Wie betaalt het etentje? Nodig je iemand uit op restaurant, dan is het ook de bedoeling dat je de rekening betaalt. In duurdere restaurants kan je vooraf duidelijk maken wie uitnodigt, zodat de anderen een menu krijgen waar geen prijzen bij vermeld staan. Gaan jullie de rekening splitsen? Vertel dat dan bij het vragen van de rekening. Dan kan de kelner alles voorbereiden voor hij naar jullie tafel komt met de rekening.
4. Niet blazen
Niet blazen op warme soep of warm eten op je bord. Het is ontzettend vervelend om de wind die een ander blaast in je gezicht te krijgen. Soms blazen andere mensen ook te hard en word je bespat door de soep. Houd je lepel gewoon recht tot de soep afgekoeld is en neem hem dan binnen.
Als je soep hebt gegeten, laat je ook nooit je lepel in de kom liggen, maar op het bord hieronder.

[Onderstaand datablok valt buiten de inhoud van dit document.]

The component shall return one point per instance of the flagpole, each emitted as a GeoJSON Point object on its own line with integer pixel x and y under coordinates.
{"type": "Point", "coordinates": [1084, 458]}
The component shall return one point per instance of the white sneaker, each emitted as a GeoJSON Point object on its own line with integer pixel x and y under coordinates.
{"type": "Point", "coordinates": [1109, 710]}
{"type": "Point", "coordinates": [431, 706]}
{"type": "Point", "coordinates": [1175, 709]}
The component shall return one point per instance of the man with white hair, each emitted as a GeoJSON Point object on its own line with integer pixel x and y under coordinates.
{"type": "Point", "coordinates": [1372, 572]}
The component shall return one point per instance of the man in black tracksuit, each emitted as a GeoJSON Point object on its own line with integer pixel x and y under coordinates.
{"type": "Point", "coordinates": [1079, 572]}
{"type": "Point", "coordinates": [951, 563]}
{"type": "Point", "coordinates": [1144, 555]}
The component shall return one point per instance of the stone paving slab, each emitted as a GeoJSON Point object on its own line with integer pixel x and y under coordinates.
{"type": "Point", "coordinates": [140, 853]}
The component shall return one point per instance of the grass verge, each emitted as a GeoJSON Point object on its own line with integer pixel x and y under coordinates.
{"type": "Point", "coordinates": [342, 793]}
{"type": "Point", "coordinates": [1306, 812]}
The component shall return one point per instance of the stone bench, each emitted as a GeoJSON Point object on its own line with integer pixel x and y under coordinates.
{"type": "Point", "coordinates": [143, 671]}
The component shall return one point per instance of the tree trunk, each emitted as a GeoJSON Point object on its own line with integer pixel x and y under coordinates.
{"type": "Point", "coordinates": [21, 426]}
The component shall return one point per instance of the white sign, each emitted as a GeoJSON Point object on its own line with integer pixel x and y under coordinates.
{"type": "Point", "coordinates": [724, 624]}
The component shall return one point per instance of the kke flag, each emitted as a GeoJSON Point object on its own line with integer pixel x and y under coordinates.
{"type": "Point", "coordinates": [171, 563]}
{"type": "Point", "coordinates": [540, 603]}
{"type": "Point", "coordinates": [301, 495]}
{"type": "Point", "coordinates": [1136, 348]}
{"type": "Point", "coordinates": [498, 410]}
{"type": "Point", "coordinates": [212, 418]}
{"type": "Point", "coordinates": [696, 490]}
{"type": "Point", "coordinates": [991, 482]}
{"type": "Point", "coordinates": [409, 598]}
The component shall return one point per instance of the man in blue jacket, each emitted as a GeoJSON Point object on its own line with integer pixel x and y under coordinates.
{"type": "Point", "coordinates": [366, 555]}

5. Niet te veel opscheppen
Gooi je bord niet bomvol, zodat je de helft niet op kunt en het laat liggen. Het is niet beleefd om je bord niet leeg te eten. Je schept beter twee of drie keer bij zodat je beter doseert wat je eet.
Wat je zeker ook niet mag doen, is het aperitief achterover slaan. Oftewel: atten. Het is tenslotte geen stapavondje met je vriendinnen. Neem er dus kleine nipjes van!
6. Speel niet met je bestek of eten
Waarschijnlijk de meest vergeten regel aan tafel: eet met mes en vork! Ga niet met je eten lopen knoeien, houd het netjes op je bord. Plet ook geen aardappelen tot puree op je bord. Neem van alles een klein beetje en doe dat op je vork. Breng de vork of de lepel naar je mond en niet je mond naar je bord.
Wat eet je met je handen? Schaal- en schelpdieren, pizza en vlees met been kan je met je handen eten. Ga zeker niet je etensresten van tussen je tanden peuteren! Gebruik geen tandenstokers. Ook niet als je deze achter een servet houdt. Heb je iets tussen je tanden, loop dan gewoon even naar het toilet.
Met je bestek spelen, zwaaien of wijzen is not done. Ben je klaar met eten? Leg je bestek dan netjes naast elkaar op het bord.
7. Beleefdheid tegen ober
Op restaurant ben je ook beleefd tegen de obers. Tik niet met je vingers of met je bestek tegen je glas om zijn of haar aandacht te trekken, en uitgebreid zwaaien is ook uit den boze, gewoon een discreet maar duidelijk signaal is voldoende.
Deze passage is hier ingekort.